First off, we will ignore the electric field, since that tends to be approximately zero in steady state plasmas due to a phenomenon called Debye shielding. I'm also going to ignore the term involving the magnetic field because that's the thing we want to adjust.
So, we want to analyze the approximate magnitude of the term $$\nabla p$$
which for thermodynamics reasons is equivalent to
$$\gamma kT \nabla n$$
The plasma recombines at the walls of the vessel, so $n=0$ there. Meanwhile, at the center of a typical fusion plasma we have a typical value of $n=10^{19} m^{-3}$, and a cross sectional radius of maybe $1 m$, giving us an approximate gradient of $10^{19} m^{-4}$. Using the approximation of an isothermal plasma with $\gamma = 1$, and ITER's projected temperature of $kT = 8 keV$, we obtain
$$\nabla p \approx 13 \times 10^3 N/m^3$$
Now, to compare this to the gravitational term. Using the heaviest particle mass (that of tritium ions in the case of ITER) and $n=10^{19} m^{-3}$, we get
$$m n \mathbf{g} \approx 5 \times 10^{-7}N/m^3$$
which is over 10 orders of magnitude less than the force felt due to pressure gradients! So, when you're designing the magnetic field topology, you can pretty safely ignore gravity.
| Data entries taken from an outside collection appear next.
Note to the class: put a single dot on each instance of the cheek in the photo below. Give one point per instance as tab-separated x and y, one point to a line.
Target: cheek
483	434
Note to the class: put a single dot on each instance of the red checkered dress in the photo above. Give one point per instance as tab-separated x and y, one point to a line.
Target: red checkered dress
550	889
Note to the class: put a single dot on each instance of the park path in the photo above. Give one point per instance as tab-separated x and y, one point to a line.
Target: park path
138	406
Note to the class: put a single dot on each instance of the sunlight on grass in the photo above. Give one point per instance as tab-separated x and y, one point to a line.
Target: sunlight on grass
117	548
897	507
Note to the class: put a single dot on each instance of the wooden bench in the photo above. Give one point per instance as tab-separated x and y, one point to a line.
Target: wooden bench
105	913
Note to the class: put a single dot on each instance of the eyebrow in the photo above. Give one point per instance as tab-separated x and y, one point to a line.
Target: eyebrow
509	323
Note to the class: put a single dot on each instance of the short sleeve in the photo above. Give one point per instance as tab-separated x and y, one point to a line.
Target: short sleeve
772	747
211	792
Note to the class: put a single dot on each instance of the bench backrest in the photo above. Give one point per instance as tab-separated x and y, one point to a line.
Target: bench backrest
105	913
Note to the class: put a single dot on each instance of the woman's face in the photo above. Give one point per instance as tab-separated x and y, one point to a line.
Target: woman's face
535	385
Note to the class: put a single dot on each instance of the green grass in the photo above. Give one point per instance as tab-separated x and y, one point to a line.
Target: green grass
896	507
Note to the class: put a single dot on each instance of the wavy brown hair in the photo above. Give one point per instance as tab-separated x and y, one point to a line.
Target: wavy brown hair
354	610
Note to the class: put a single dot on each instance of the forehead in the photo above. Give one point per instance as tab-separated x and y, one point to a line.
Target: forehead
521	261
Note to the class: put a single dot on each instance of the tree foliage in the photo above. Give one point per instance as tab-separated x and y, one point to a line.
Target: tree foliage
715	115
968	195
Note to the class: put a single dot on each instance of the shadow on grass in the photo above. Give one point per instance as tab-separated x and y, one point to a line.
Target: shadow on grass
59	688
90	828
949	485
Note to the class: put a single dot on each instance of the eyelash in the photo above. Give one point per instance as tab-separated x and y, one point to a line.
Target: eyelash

As for an intuitive reason: fusion plasmas are hot. This means particles are bouncing around incredibly quickly, and they bounce off each other so frequently that gravity has basically no time to alter their trajectory in any noticeable way. This is much like how you don't really need to worry about gravity when you're shooting at a target 10 feet away-- the bullet moves so fast that it doesn't really matter.